Carácter e Identidad de la CDMX

¿Qué hace que una ciudad contemporánea sea atractiva? En las últimas dos décadas, parece ser que se ha llegado a un consenso universal: parques, ciclovías, arte público, pequeños boutiques, cafés y restaurantes locales… es verdad que todo esto mejora la calidad de vida de los ciudadanos de un lugar y cuida el medio ambiente, lo cual siempre debería de ser la prioridad. Sin embargo, comienza a verse una clara desventaja — las grandes ciudades del mundo cada vez se parecen más entre sí, y las idiosincrasias de cada una se van debilitando. Todo indica que, a menos que se haga algo al respecto, la ciudad del futuro es la ciudad genérica.

El carácter de una ciudad comunica más que una estética particular; de distintas maneras, demuestra los valores, modos de vida y cultura de la sociedad que la habita. Los rascacielos de Nueva York, por ejemplo, cuentan la historia de una ciudad que valora la ambición y la vanguardia, y no sólo en la arquitectura. En Tokio, observar los cerezos que florecen por un breve periodo de tiempo cada primavera es una tradición japonesa, llamada hanami, que se remonta al siglo 700. El clima de Londres, el orden mezclado con caos de París y la historia de Roma o Atenas hacen distintivas a cada ciudad, dotándola de una identidad única, además de que tienen una influencia directa sobre las costumbres y cultura de sus ciudadanos. 
Según el grupo alternativo de educación School of Life, fundado por Alain de Botton, existen seis principios para crear una ciudad atractiva, explicados en este video. A grandes rasgos, se trata de crear ciudades con un sentido de orden (pero no demasiado que no se sienten humanos), con un flujo de vida visible (es decir, calles llenas de personas y de actividad), que sean compactas, que te puedas perder (pero no demasiado) en ellas, que tengan una escala de máximo 5 pisos en promedio (como Berlín, Amsterdam, o París) y, finalmente, que sean “locales”, o sea, que abracen su individualidad y eviten copiar lo que distingue a otros lugares.

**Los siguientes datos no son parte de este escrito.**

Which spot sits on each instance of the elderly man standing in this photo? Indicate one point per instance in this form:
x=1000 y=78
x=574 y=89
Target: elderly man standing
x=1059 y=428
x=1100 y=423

Por su parte, la Ciudad de México tiene muchos aspectos distintivos, desde su historia hasta su entorno construido. Las capas de historia que literalmente existen sólo en el centro histórico, por ejemplo, hablan de las distintas culturas — extremadamente disímiles — que han habitado, cada una de distinta manera, este pedazo de la tierra a lo largo de los siglos. La fusión entre la cultura prehispánica y la europea se puede ver en cada rincón de la ciudad, desde los edificios más antiguos hasta los modernos y contemporáneos. Incluso mucho después de la conquista, en el siglo XX, los arquitectos mexicanos seguían encontrando nuevas maneras de importar las ideas europeas a México, no sin antes darles un toque distintivo. Los edificios de Pedro Ramírez Vázquez, Teodoro González de León, Mario Pani, Juan O’Gorman, Luis Barragán y más son grandes ejemplos. 

Es importante preservar este carácter e identidad sin caer en la repetición total del pasado. Si vamos a evitar que la Ciudad de México se vuelva una copia de todas las demás metrópolis — con los mismos Starbucks o McDonalds debajo de los mismos rascacielos de vidrio — habrá que preguntarnos, ¿cómo podemos reinterpretar lo que ha distinguido a México en el pasado, para darle una lectura contemporánea que se mantenga fiel a sus raíces?